It is too easy to be fat. Why, you can be fat without even trying. One day I was too thin an stressing over it, and now I am carrying more pounds than my little bones were meant to carry an I am stressing over it.
Does a person say, “oh, I think I will get fat today”? If a person is responsible for the lbs that are creeping on, usually they are unaware of the little habits contributing. Usually it becomes a daily habit of comfort. Stopping for the cappuccino or frappinchino or breakfast on the run at a drive thru. When I was in my mid thirties I started having one Dr. Pepper each afternoon at work it didn’t take long to notice I was gaining weight. I stopped this an the weight came back off. Little habits can do you in, or they can undo all your hard work. If I am at a restraunt I really think about the beverage I am ordering. You can have a healthy meal but the beverage can throw your calorie and carbohydrate count off. Refills come too easy. I think I will have water.

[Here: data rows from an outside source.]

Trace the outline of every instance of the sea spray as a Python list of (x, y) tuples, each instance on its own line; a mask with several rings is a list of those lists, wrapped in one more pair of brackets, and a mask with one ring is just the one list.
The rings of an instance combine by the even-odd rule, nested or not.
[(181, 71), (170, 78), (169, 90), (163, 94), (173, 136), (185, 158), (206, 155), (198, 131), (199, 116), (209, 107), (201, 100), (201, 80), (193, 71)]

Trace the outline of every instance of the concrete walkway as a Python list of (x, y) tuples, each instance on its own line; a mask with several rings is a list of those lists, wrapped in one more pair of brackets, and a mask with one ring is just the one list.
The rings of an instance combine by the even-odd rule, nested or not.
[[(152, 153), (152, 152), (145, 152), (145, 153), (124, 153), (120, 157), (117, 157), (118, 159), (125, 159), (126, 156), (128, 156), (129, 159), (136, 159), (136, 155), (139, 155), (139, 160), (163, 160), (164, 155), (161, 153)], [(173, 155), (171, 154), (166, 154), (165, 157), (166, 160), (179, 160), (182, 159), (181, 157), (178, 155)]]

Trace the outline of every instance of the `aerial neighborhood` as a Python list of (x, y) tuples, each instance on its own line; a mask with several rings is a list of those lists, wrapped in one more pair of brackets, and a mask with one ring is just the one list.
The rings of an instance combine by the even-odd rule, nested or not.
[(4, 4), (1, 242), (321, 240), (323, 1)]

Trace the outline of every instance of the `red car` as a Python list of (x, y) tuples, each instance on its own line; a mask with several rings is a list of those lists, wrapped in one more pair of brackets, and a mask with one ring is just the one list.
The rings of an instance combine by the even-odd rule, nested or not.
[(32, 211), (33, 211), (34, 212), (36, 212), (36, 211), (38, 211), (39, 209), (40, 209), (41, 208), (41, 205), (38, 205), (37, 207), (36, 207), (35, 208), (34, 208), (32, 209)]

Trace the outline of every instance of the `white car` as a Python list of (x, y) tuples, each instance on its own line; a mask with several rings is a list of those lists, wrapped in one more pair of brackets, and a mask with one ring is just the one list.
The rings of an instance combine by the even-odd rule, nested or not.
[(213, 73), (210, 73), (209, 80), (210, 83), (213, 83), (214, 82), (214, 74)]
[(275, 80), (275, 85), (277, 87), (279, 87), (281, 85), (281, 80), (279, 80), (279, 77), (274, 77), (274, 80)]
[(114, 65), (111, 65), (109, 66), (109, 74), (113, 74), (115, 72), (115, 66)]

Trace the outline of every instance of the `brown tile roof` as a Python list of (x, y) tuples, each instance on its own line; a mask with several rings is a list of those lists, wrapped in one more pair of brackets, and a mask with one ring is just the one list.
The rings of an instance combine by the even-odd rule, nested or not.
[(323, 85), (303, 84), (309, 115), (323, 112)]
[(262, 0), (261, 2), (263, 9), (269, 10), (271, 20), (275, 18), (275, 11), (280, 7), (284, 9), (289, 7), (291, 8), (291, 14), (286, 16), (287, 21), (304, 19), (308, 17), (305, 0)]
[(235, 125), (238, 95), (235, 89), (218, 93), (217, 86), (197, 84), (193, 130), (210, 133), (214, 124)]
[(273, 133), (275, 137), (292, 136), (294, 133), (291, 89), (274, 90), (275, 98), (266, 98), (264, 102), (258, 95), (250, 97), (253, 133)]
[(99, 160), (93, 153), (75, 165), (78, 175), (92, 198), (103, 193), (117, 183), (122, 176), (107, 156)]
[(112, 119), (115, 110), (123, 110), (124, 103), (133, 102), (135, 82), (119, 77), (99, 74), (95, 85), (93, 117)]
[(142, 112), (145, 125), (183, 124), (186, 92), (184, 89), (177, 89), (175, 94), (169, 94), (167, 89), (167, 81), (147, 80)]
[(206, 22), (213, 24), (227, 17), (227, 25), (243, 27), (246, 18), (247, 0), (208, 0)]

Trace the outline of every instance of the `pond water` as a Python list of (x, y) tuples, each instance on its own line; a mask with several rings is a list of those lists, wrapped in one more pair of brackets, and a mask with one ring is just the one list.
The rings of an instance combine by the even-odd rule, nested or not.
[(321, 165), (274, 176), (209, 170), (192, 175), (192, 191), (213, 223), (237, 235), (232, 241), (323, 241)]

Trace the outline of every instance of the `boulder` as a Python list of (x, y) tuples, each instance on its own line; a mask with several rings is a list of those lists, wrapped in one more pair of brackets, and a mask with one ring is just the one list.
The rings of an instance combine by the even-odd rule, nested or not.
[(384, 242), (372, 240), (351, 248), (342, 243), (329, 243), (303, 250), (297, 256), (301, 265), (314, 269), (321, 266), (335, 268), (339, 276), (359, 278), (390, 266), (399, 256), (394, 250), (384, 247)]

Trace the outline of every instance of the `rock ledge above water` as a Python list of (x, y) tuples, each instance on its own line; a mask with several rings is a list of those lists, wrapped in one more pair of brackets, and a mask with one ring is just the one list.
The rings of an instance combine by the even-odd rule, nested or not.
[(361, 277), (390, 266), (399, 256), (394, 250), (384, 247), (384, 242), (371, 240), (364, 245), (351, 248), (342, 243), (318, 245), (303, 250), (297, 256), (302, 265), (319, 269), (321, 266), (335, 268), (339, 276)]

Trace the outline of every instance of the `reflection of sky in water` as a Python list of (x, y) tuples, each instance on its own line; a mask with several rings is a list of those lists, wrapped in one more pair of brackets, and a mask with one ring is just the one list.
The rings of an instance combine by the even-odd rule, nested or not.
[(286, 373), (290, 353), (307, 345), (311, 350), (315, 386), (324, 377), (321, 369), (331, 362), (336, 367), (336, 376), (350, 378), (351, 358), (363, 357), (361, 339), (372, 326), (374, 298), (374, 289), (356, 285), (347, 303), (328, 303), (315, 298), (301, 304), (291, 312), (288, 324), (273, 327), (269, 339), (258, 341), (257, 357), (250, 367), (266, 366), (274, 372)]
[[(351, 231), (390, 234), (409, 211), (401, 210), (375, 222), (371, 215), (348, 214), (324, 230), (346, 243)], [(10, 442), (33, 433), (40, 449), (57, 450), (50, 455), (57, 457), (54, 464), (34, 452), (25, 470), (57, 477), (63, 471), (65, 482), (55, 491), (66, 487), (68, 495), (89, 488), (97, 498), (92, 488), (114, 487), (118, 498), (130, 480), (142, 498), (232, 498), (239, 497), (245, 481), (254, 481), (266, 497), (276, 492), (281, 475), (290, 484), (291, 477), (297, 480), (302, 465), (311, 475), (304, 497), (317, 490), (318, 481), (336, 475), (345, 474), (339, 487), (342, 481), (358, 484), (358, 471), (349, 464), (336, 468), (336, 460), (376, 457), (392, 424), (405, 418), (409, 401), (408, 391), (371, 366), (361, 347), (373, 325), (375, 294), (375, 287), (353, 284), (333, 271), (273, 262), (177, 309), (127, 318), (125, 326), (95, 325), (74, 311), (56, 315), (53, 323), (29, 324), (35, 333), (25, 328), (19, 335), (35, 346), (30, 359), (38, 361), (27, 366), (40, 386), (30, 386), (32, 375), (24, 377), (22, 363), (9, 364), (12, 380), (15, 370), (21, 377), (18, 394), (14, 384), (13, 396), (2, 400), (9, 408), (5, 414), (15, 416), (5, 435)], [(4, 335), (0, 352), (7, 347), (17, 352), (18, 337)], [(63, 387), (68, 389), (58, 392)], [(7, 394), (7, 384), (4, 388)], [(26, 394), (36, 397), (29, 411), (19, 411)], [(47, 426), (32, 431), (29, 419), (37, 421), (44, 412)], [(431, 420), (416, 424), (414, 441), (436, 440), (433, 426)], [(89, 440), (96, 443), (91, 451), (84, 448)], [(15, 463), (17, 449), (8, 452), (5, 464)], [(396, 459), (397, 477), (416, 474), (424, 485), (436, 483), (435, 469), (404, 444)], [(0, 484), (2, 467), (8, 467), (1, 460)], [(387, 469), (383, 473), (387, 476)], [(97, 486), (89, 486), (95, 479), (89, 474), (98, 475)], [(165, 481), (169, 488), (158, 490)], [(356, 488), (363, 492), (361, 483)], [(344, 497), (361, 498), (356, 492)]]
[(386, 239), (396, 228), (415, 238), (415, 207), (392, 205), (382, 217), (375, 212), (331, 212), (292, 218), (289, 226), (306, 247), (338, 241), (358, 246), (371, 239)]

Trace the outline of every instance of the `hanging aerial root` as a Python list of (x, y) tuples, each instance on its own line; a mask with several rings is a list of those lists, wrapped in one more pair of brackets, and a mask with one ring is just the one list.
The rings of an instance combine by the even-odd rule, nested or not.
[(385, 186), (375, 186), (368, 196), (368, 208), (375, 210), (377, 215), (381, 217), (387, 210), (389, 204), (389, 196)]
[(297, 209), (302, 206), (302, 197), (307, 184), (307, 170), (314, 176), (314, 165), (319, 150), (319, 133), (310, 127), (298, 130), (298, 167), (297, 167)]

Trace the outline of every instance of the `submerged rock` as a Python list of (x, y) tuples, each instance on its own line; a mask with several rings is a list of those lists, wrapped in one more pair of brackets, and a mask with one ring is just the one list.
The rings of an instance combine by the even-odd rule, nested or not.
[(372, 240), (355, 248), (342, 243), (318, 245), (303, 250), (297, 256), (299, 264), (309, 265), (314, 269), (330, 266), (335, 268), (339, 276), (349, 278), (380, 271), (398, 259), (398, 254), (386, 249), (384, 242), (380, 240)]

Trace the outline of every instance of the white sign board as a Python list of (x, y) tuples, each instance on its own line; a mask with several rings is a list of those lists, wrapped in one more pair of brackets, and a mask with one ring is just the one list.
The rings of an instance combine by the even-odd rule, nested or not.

So many like myself have gained weight thru the medications they have taken and are taking. We feel powerless. Every time I do a round of antiobotics with steroids I gain 3 – 5 lbs a week. I have to use the medications quite often. This is what I have to contend with. Do I take this laying down? No! I try to stretch an exercise each day and eat a healthy diet. I do these things because overall they are in my control. If I didn’t do them I would be much heavier than I actually am. The fabulous thing is we must keep doing what is good for us even if it all seems to go without results, it is good for us. We must continue investing in our better selves. This optimism can help us to combat depression and a state of helplessness. We have to view our situation as temporary. There has been times I was so sick that I entertained death and I lost the living attitude. Emotionally it is painful coping with long term illness. It is too easy to give up on ourselves. We can not give up on living, we must just learn to live differently.
My situation is ongoing an I have accepted the fact it is ongoing. Coping with the effects of chronic illness is like learning to parent a very disruptive child. We must exercise love for the child, feed, nourish it and provide security. It is not stuffing bad child with donuts to shut him up, which in turn will lead to worse behavior. Nor, do we treat ourselves with such unloving ways. Our mind and body needs to feel satisfied, safe an well cared for. That does not mean indulgence. I like to thank Jehovah an to let him know I feel appreciation for the abundance of food available to nourish my body and that I always need his guidance to make wise choices.
How do I indulge? I eat two little dark chocolate dove squares after my lunch. I eat them very slowly an I truly savor the flavor. I am satisfied. Yum.